Question

Find the shortest distance between the lines whose vector equations are

\(\overrightarrow r=(\hat i+2\hat j+3\hat k)+\lambda(\hat i-3\hat j+2\hat k)\)

and \(\overrightarrow r=(4\hat i+5\hat j+6\hat k)+\mu(2\hat i+3\hat j+\hat k)\)

Answer 1

The given lines are \(\overrightarrow r=(\hat i+2\hat j+3\hat k)+\lambda(\hat i-3\hat j+2\hat k)\)and \(\overrightarrow r=(4\hat i+5\hat j+6\hat k)+\mu(2\hat i+3\hat j+\hat k)\)

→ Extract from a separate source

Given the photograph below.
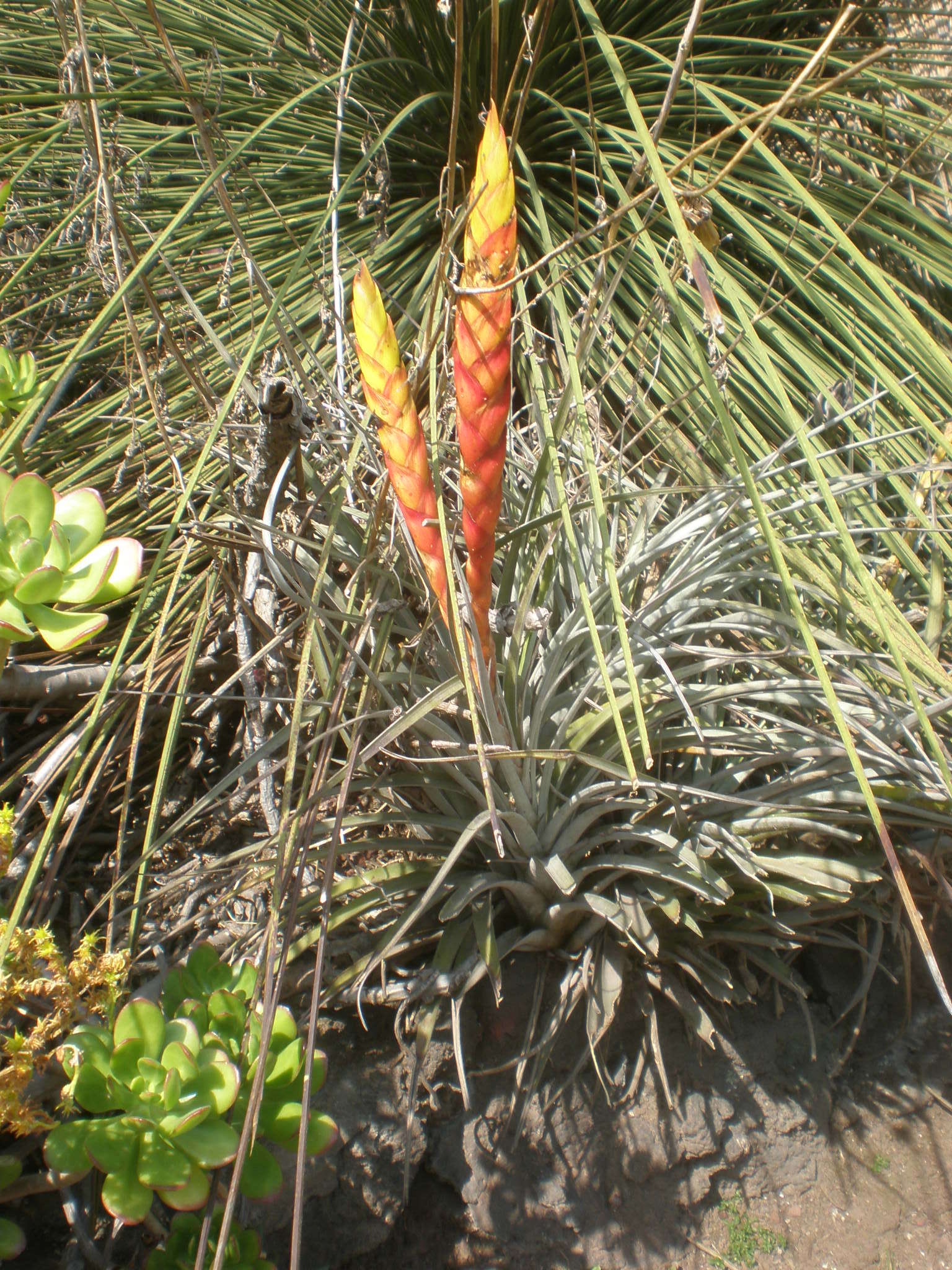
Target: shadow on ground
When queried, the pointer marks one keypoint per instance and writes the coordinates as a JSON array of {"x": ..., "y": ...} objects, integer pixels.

It is known that the shortest distance between the lines, \(\overrightarrow r=\overrightarrow a_1+\lambda b_1\) and \(\overrightarrow r=\overrightarrow a_2+\mu b_2\), is given by,
d=|(b1×b2).(a2-a2)/|b1×b2||...(1)

Comparing the given equations with \(\overrightarrow r=\overrightarrow a_1+\lambda b_1\) and \(\overrightarrow r=\overrightarrow a_2+\mu b_2\), we obtain

\(a_1=\hat i+2\hat j+3\hat k\)
\(b_1=\hat i-3\hat j+2\hat k\)
\(a_2=4\hat i+5\hat j+6\hat k\)
\(b_2=2\hat i+3\hat j+\hat k\)

\(\overrightarrow a_2-\overrightarrow a_1\)

=\((4\hat i+5\hat j+6\hat k)\)-\((\hat i+2\hat j+3\hat k)\)

=\(3\hat i+3\hat j+3\hat k\)

\(\overrightarrow b_1*\overrightarrow b_2\)

=\(\begin{vmatrix}\hat i&\hat j&\hat k\\1&-3&2\\2&3&1\end{vmatrix}\)

=(-3-6)\(\hat i\)-(1-4)\(\hat j\)+(3+6)\(\hat k\)

=-9\(\hat i\)+3\(\hat j\)+9\(\hat k\)

\(\Rightarrow \mid \overrightarrow b_1*\overrightarrow b_2\mid\)
=\(\sqrt{(-9)^2+(3)^2+(9)^2}\)
=\(\sqrt{81+9+81}\)
=\(\sqrt{171}\)
=\(3\sqrt{19}\)

\((\overrightarrow b_1*\overrightarrow b_2)\).\((\overrightarrow a_2-\overrightarrow a_1)\)
=(-9\(\hat i\)+3\(\hat j\)+9\(\hat k\)).(3\(\hat i\)+3\(\hat j\)+3\(\hat k\))
=-9×3+3×3+9×3
=9

Substituting all the values in equation (1), we obtain
d=|\(\frac{9}{3\sqrt{19}}\)|
=\(\frac{3}{\sqrt {19}}\)

Therefore, the shortest distance between the two given lines is \(\frac{3}{\sqrt {19}}\) units.